Jakarta (ANTARA) - Permasalahan gizi di Indonesia tidak hanya perihal kekurangan atau kelebihan gizi tapi juga kini terdapat masalah gizi mikro yang harus menjadi perhatian, ujar peneliti gizi A. A. Sagung Indriani Oka.

"Kalau dulu itu kita mengenal kurang gizi dan gizi buruk, tapi sebenarnya tren di Indonesia ini juga sudah mulai banyak yang gizi lebih atau obesitas. Tetapi ternyata hasil banyak studi tidak hanya itu tapi juga ada yang namanya kekurangan zat gizi mikro," kata peneliti Southeast Asian Ministers of Education Organization Regional Center for Food and Nutrition (SEAMEO RECFON) itu ketika dihubungi di Jakarta pada Kamis.

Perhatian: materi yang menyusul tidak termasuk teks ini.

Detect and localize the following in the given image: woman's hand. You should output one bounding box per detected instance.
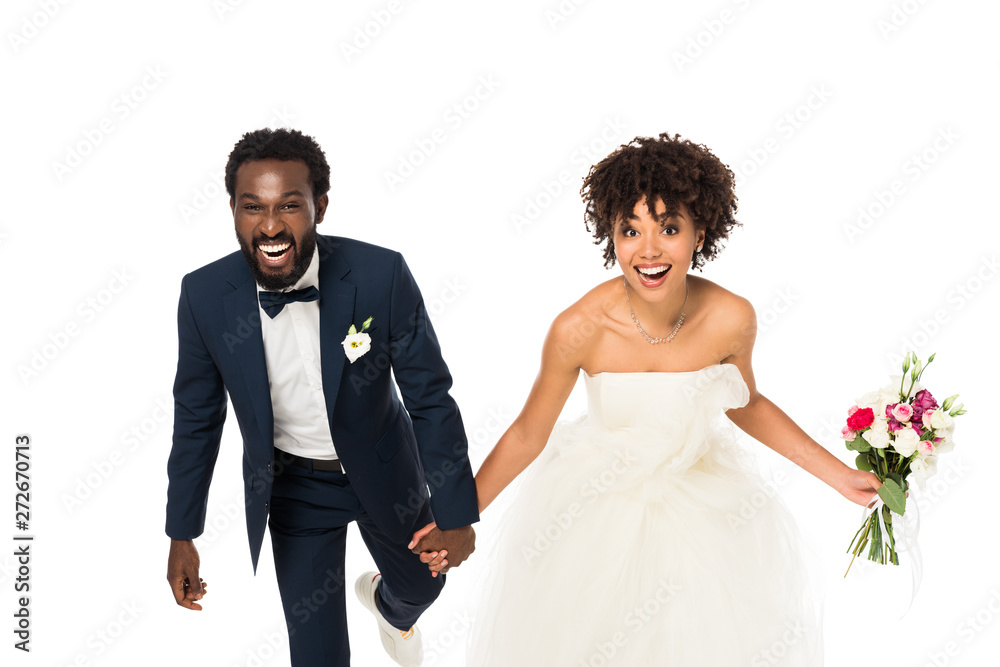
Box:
[409,522,448,577]
[837,468,882,507]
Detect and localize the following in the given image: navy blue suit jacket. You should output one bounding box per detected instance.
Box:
[166,236,479,571]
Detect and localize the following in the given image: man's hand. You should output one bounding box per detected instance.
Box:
[409,523,476,577]
[167,540,208,611]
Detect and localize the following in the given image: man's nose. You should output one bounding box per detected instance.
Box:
[259,210,285,236]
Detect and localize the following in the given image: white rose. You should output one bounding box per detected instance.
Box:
[861,416,890,449]
[882,373,925,403]
[924,408,955,431]
[341,333,372,364]
[892,428,920,457]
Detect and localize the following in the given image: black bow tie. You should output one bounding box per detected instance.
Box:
[257,285,319,320]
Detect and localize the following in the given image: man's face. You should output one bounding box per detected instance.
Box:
[230,160,329,290]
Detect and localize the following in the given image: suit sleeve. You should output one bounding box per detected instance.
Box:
[166,278,226,540]
[390,254,479,530]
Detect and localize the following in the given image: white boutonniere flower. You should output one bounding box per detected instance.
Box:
[341,317,372,364]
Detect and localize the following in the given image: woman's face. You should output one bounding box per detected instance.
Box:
[614,197,705,301]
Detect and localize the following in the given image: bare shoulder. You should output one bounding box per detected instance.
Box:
[545,280,617,367]
[688,276,757,336]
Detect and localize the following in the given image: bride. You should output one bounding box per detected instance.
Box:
[414,134,879,667]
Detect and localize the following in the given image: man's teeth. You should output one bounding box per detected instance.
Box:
[257,243,292,255]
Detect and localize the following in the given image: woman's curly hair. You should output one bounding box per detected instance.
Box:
[580,133,740,269]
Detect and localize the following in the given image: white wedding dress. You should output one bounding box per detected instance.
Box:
[467,364,822,667]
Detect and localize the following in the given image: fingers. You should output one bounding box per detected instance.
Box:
[170,577,208,611]
[167,540,205,611]
[406,521,437,550]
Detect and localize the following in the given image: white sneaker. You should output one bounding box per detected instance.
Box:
[354,572,424,667]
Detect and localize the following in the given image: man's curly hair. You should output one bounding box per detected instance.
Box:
[226,128,330,201]
[580,133,740,269]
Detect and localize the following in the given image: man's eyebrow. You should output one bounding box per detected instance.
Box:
[239,190,305,201]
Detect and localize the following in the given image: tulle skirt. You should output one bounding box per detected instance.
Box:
[467,417,822,667]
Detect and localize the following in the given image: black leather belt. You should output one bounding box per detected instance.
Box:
[274,447,344,472]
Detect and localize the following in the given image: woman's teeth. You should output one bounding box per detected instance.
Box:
[636,266,670,282]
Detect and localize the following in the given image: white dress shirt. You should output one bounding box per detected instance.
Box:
[257,252,337,459]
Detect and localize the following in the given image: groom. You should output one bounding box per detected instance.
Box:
[166,129,479,667]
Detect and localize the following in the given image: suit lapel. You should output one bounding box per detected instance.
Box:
[223,258,274,440]
[316,236,357,423]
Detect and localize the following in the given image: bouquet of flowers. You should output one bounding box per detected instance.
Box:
[842,352,965,576]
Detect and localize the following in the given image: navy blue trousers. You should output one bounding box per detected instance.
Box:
[268,456,445,667]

Mikronutrien atau zat gizi mikro adalah zat gizi yang dibutuhkan manusia dengan jumlah sedikit. Tapi, zat-zat itu mempunyai peran yang sangat penting dalam pembentukan hormon, aktivitas enzim serta mengatur fungsi sistem imun dan sistem reproduksi. Beberapa contoh zat gizi mikro adalah vitamin A, yodium, besi dan seng (zinc).

Orang-orang yang mengalami kekurangan zat gizi mikro, kata Indri, bisa saja terlihat sehat serta tidak terlalu kurus ataupun gemuk. Tapi ternyata mereka menderita anemia atau kekurangan kalsium.

Jadi jika dulu permasalahan Indonesia adalah masalah gizi ganda yaitu kekurangan gizi dan obesitas maka sekarang terdapat triple burden malnutrion.

Gizi mikro sangat penting dan bahkan dapat juga mempengaruhi potensi seorang ibu melahirkan anak stunting.

Menurut data Kementerian Kesehatan, sekitar lima dari 10 ibu hamil atau 48,6 persen di Indonesia yang mengalami anemia atau kurang darah berpotensi melahirkan anak stunting.

Direktur Gizi Masyarakat Kemenkes Dhian Probhyoekti mengajurkan ibu hamil untuk mengonsumsi tablet penambah darah yang berisi suplmen gizi mikro berupa zat besi dan asam folat.

Hal itu perlu dilakukan karena jika hampir setengah dari ibu hamil Indonesia mengalami anemia, maka hampir separuh anak Indonesia yang akan menjadi generasi masa depan berpotensi mengalami stunting.

"Generasi yang stunting pasti bukan generasi pemimpin, dia generasi pekerja yang harus disuruh dulu baru bekerja. Ekonomi kita akan segitu-gitu saja, negara kita bukan sebagai pemimpin tapi sebagai pekerja," kata Dhian di Jakarta.